Hypersensitivity can show up in relation to physical stimuli or emotional stimuli. Perhaps certain clothing is intolerable because it is too itchy or scratchy. Or a room has too much natural or artificial light making it seem too bright for reading or focusing. Sometimes the stimulus is sound, either a sound of a particularly grating type or a combination of too many sounds that creates a sensation like the proverbial fingernail on the chalkboard, leading to heightened irritability.

We can also have high sensitivity to emotions, our own or those we sense in other people. One thing I’ve noticed about my own hypersensitivity to the emotional tone that surrounds me is that I do more than name the emotions. I go a step further and attribute certain thoughts and judgments to the people around me, sometimes without any good evidence to justify that mindreading.

Mindreading is one of the ADHD Thinking Traps suggested by Coaches Barbara Luther and Madeline Cote. Thinking traps are habitual ways of thinking that seem valid when we experience them, but when we look at them objectively, or when we see them in someone else, it’s clear that there are a lot of false assumptions behind them.

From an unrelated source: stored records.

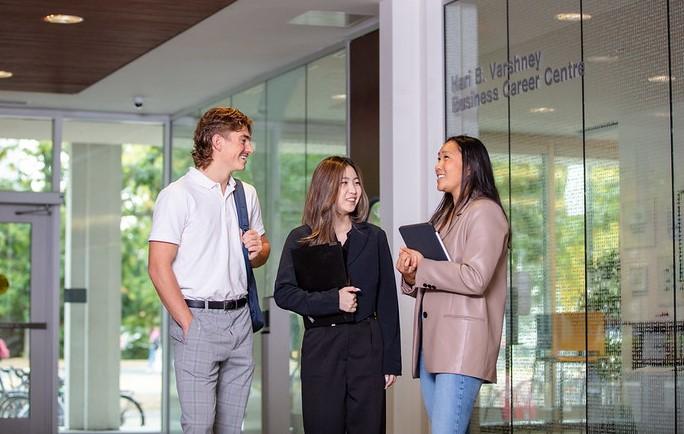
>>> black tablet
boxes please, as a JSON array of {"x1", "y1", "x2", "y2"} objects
[{"x1": 399, "y1": 223, "x2": 451, "y2": 261}]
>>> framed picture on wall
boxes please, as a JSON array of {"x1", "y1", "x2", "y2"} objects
[
  {"x1": 627, "y1": 264, "x2": 648, "y2": 296},
  {"x1": 622, "y1": 199, "x2": 656, "y2": 248}
]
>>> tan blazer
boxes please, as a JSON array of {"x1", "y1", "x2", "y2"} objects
[{"x1": 402, "y1": 199, "x2": 508, "y2": 383}]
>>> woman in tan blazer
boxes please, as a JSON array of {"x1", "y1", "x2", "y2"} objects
[{"x1": 397, "y1": 136, "x2": 509, "y2": 434}]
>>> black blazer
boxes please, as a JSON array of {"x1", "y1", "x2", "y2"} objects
[{"x1": 273, "y1": 223, "x2": 401, "y2": 375}]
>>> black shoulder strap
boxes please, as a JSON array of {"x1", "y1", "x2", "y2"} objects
[{"x1": 233, "y1": 179, "x2": 264, "y2": 332}]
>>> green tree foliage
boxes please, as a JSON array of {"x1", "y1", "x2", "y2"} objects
[{"x1": 121, "y1": 145, "x2": 163, "y2": 358}]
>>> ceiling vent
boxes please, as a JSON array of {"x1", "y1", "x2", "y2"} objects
[{"x1": 290, "y1": 11, "x2": 372, "y2": 28}]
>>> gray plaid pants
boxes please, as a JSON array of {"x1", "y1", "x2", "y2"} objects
[{"x1": 169, "y1": 306, "x2": 254, "y2": 434}]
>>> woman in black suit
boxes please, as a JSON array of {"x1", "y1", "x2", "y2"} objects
[{"x1": 274, "y1": 157, "x2": 401, "y2": 434}]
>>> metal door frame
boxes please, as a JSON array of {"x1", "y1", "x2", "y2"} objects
[{"x1": 0, "y1": 202, "x2": 60, "y2": 434}]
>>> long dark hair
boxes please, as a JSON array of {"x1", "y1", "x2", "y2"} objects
[
  {"x1": 300, "y1": 156, "x2": 368, "y2": 245},
  {"x1": 430, "y1": 136, "x2": 506, "y2": 230}
]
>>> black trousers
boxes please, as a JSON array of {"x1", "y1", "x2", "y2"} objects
[{"x1": 301, "y1": 318, "x2": 385, "y2": 434}]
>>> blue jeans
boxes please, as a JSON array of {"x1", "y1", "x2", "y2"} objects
[{"x1": 420, "y1": 352, "x2": 482, "y2": 434}]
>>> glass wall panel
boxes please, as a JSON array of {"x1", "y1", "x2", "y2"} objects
[
  {"x1": 266, "y1": 67, "x2": 306, "y2": 433},
  {"x1": 584, "y1": 0, "x2": 675, "y2": 432},
  {"x1": 445, "y1": 0, "x2": 684, "y2": 433},
  {"x1": 306, "y1": 50, "x2": 347, "y2": 182},
  {"x1": 0, "y1": 117, "x2": 52, "y2": 192},
  {"x1": 171, "y1": 112, "x2": 201, "y2": 181},
  {"x1": 672, "y1": 0, "x2": 684, "y2": 431},
  {"x1": 59, "y1": 120, "x2": 163, "y2": 430}
]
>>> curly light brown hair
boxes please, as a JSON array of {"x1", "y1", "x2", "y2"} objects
[{"x1": 192, "y1": 107, "x2": 253, "y2": 169}]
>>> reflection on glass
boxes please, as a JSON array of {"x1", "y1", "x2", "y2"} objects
[
  {"x1": 0, "y1": 117, "x2": 52, "y2": 192},
  {"x1": 0, "y1": 223, "x2": 31, "y2": 419},
  {"x1": 59, "y1": 121, "x2": 163, "y2": 430},
  {"x1": 445, "y1": 0, "x2": 684, "y2": 433},
  {"x1": 171, "y1": 113, "x2": 201, "y2": 181},
  {"x1": 266, "y1": 67, "x2": 306, "y2": 433}
]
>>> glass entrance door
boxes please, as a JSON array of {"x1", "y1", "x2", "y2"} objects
[{"x1": 0, "y1": 205, "x2": 57, "y2": 434}]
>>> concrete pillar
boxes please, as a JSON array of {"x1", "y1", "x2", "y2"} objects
[
  {"x1": 380, "y1": 0, "x2": 444, "y2": 433},
  {"x1": 64, "y1": 143, "x2": 122, "y2": 430}
]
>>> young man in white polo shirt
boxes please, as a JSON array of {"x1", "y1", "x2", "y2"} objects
[{"x1": 148, "y1": 107, "x2": 270, "y2": 434}]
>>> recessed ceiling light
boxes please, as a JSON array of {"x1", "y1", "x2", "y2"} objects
[
  {"x1": 530, "y1": 107, "x2": 556, "y2": 113},
  {"x1": 648, "y1": 75, "x2": 675, "y2": 83},
  {"x1": 290, "y1": 11, "x2": 371, "y2": 27},
  {"x1": 587, "y1": 56, "x2": 619, "y2": 63},
  {"x1": 43, "y1": 14, "x2": 83, "y2": 24},
  {"x1": 556, "y1": 12, "x2": 591, "y2": 21}
]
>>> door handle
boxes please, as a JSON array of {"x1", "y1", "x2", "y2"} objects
[{"x1": 0, "y1": 322, "x2": 47, "y2": 330}]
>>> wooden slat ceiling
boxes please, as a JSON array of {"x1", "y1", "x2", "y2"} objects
[{"x1": 0, "y1": 0, "x2": 236, "y2": 94}]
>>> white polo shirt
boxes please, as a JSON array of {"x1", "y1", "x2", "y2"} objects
[{"x1": 149, "y1": 168, "x2": 265, "y2": 300}]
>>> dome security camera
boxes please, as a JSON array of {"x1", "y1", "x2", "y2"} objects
[{"x1": 133, "y1": 96, "x2": 145, "y2": 110}]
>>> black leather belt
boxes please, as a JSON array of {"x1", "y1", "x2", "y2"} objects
[{"x1": 185, "y1": 297, "x2": 247, "y2": 310}]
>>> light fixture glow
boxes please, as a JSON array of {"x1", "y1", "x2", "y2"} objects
[
  {"x1": 648, "y1": 75, "x2": 675, "y2": 83},
  {"x1": 556, "y1": 12, "x2": 591, "y2": 22},
  {"x1": 530, "y1": 107, "x2": 556, "y2": 113},
  {"x1": 587, "y1": 56, "x2": 619, "y2": 63},
  {"x1": 43, "y1": 14, "x2": 83, "y2": 24}
]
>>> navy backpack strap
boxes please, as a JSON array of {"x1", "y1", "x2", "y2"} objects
[{"x1": 233, "y1": 179, "x2": 264, "y2": 332}]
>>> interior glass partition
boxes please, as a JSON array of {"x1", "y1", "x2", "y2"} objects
[
  {"x1": 59, "y1": 120, "x2": 163, "y2": 431},
  {"x1": 0, "y1": 117, "x2": 52, "y2": 192},
  {"x1": 444, "y1": 0, "x2": 684, "y2": 433}
]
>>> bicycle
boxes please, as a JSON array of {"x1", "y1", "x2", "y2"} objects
[{"x1": 0, "y1": 367, "x2": 145, "y2": 427}]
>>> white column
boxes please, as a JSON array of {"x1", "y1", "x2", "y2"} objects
[
  {"x1": 65, "y1": 144, "x2": 122, "y2": 430},
  {"x1": 380, "y1": 0, "x2": 444, "y2": 433}
]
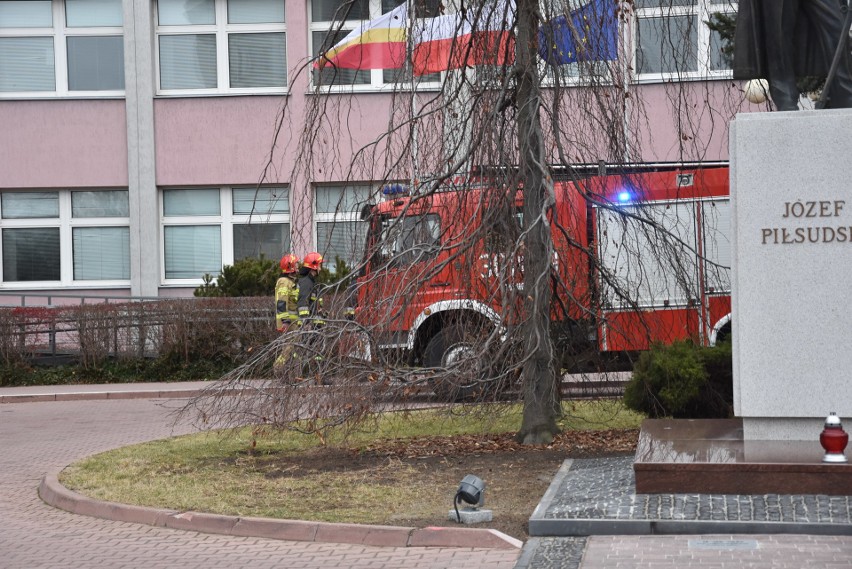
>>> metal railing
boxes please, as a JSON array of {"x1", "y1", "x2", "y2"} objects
[{"x1": 0, "y1": 292, "x2": 274, "y2": 358}]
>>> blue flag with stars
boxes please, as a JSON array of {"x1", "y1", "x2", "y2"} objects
[{"x1": 538, "y1": 0, "x2": 618, "y2": 65}]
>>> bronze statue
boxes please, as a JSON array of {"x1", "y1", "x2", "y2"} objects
[{"x1": 734, "y1": 0, "x2": 852, "y2": 111}]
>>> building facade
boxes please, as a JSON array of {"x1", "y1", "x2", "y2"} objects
[{"x1": 0, "y1": 0, "x2": 746, "y2": 297}]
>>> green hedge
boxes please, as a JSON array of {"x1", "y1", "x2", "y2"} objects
[{"x1": 624, "y1": 341, "x2": 733, "y2": 419}]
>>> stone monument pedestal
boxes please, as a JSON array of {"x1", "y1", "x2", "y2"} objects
[
  {"x1": 634, "y1": 109, "x2": 852, "y2": 495},
  {"x1": 730, "y1": 109, "x2": 852, "y2": 440}
]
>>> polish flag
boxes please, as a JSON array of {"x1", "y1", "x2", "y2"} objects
[
  {"x1": 314, "y1": 3, "x2": 408, "y2": 69},
  {"x1": 411, "y1": 0, "x2": 515, "y2": 75}
]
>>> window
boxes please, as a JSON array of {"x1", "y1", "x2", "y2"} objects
[
  {"x1": 378, "y1": 213, "x2": 441, "y2": 267},
  {"x1": 156, "y1": 0, "x2": 287, "y2": 94},
  {"x1": 0, "y1": 0, "x2": 124, "y2": 97},
  {"x1": 0, "y1": 190, "x2": 130, "y2": 286},
  {"x1": 162, "y1": 188, "x2": 290, "y2": 285},
  {"x1": 314, "y1": 185, "x2": 376, "y2": 270},
  {"x1": 311, "y1": 0, "x2": 441, "y2": 88},
  {"x1": 635, "y1": 0, "x2": 734, "y2": 80}
]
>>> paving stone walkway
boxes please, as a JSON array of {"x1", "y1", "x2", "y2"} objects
[{"x1": 0, "y1": 390, "x2": 519, "y2": 569}]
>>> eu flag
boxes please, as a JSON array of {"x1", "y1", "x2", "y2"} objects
[{"x1": 538, "y1": 0, "x2": 618, "y2": 65}]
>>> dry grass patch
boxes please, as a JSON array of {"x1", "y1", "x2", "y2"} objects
[{"x1": 61, "y1": 402, "x2": 641, "y2": 539}]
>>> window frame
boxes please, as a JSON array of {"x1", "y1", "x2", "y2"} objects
[
  {"x1": 157, "y1": 184, "x2": 293, "y2": 287},
  {"x1": 151, "y1": 0, "x2": 290, "y2": 97},
  {"x1": 311, "y1": 182, "x2": 381, "y2": 272},
  {"x1": 0, "y1": 188, "x2": 132, "y2": 290},
  {"x1": 631, "y1": 0, "x2": 737, "y2": 84},
  {"x1": 0, "y1": 0, "x2": 125, "y2": 99}
]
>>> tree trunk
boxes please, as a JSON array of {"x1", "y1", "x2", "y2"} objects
[{"x1": 515, "y1": 0, "x2": 561, "y2": 444}]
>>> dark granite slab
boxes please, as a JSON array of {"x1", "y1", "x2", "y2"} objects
[{"x1": 633, "y1": 419, "x2": 852, "y2": 496}]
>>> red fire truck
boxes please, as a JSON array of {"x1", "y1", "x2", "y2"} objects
[{"x1": 358, "y1": 165, "x2": 731, "y2": 384}]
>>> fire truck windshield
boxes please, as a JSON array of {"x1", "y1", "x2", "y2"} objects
[{"x1": 375, "y1": 213, "x2": 441, "y2": 267}]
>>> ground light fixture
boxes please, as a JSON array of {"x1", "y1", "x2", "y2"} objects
[
  {"x1": 819, "y1": 413, "x2": 849, "y2": 463},
  {"x1": 453, "y1": 474, "x2": 485, "y2": 523}
]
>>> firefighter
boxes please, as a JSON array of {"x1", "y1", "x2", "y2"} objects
[
  {"x1": 275, "y1": 253, "x2": 299, "y2": 333},
  {"x1": 297, "y1": 253, "x2": 324, "y2": 325}
]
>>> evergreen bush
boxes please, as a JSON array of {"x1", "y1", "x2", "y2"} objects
[
  {"x1": 193, "y1": 255, "x2": 281, "y2": 297},
  {"x1": 624, "y1": 340, "x2": 733, "y2": 419}
]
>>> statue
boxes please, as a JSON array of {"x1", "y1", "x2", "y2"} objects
[{"x1": 734, "y1": 0, "x2": 852, "y2": 111}]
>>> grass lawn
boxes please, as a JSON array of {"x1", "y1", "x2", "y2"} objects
[{"x1": 60, "y1": 401, "x2": 642, "y2": 539}]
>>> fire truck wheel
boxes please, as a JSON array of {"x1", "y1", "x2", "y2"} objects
[{"x1": 423, "y1": 326, "x2": 482, "y2": 401}]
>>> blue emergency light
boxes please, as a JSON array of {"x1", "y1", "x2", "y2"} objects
[{"x1": 382, "y1": 184, "x2": 408, "y2": 198}]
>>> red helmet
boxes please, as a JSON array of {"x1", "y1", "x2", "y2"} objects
[
  {"x1": 280, "y1": 253, "x2": 299, "y2": 274},
  {"x1": 302, "y1": 253, "x2": 322, "y2": 271}
]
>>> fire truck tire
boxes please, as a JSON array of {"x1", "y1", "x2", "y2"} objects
[{"x1": 423, "y1": 325, "x2": 482, "y2": 401}]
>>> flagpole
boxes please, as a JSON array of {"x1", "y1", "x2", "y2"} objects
[{"x1": 405, "y1": 0, "x2": 420, "y2": 193}]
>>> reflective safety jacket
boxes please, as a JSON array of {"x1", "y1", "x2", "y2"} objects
[
  {"x1": 275, "y1": 275, "x2": 299, "y2": 332},
  {"x1": 297, "y1": 267, "x2": 322, "y2": 319}
]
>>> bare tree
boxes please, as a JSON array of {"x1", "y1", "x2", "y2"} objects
[{"x1": 184, "y1": 0, "x2": 743, "y2": 444}]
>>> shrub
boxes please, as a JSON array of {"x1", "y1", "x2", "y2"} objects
[
  {"x1": 193, "y1": 255, "x2": 281, "y2": 297},
  {"x1": 317, "y1": 257, "x2": 352, "y2": 290},
  {"x1": 624, "y1": 341, "x2": 733, "y2": 419}
]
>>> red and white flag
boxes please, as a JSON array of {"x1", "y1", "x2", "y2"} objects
[
  {"x1": 314, "y1": 4, "x2": 408, "y2": 69},
  {"x1": 411, "y1": 0, "x2": 515, "y2": 75}
]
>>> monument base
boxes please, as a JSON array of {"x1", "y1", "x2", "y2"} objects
[{"x1": 633, "y1": 419, "x2": 852, "y2": 496}]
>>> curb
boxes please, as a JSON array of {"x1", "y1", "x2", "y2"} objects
[
  {"x1": 0, "y1": 388, "x2": 206, "y2": 405},
  {"x1": 43, "y1": 469, "x2": 523, "y2": 549}
]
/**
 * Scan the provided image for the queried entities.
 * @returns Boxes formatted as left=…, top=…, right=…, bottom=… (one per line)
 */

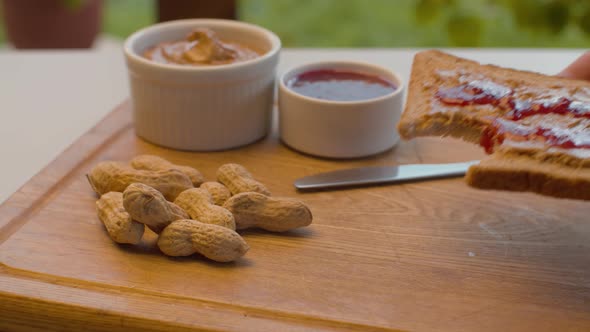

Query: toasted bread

When I’m sensing high emotions where no words have yet been spoken, I can be just as sure that I know what someone else is thinking as if I had heard that person speak. In that moment, what I believe they are thinking seems the only possible explanation for the emotional climate around me. This is especially true in situations where emotions are high and threatening.

In such moments of high sensitivity, I don’t have the metacognition to observe what is happening. I don’t ask myself, “Is what I am thinking about the other person really true?” Or “How can I know that my assumptions about what the other person is thinking are really true?”

You can imagine the difficulties that grow out of my mindreading! Miscommunication, hurt feelings, and negative repercussions are just a few of the possible consequences of assuming we know what other people are thinking.

So, what can we do?

As is almost always the first step, no matter what the situation that faces us, we can PAUSE. Take a breath. Allow ourselves the time to respond to what we are facing as opposed to reacting out of largely unconscious impulses.

When we pause, we give ourselves a moment of conscious thought in which we can become curious rather than reactive. We can ask ourselves, “What am I feeling right now? What thoughts led to that high emotion? How can I know that those thoughts are really true?”

That might seem like a lot of questions to ask. It might seem as if asking them would take a lot of time. But at their root is a simple change in perspective – from reactive to curious. It turns out that truly curious, nonjudgmental questions are often our best avenue to calm and clarity.

It takes a lot of practice to remember to pause, and then even more practice to become curious. I think the reward of knowing what is really happening as opposed to being in a possibly imaginary world constructed from mindreading will make that practice worth the effort!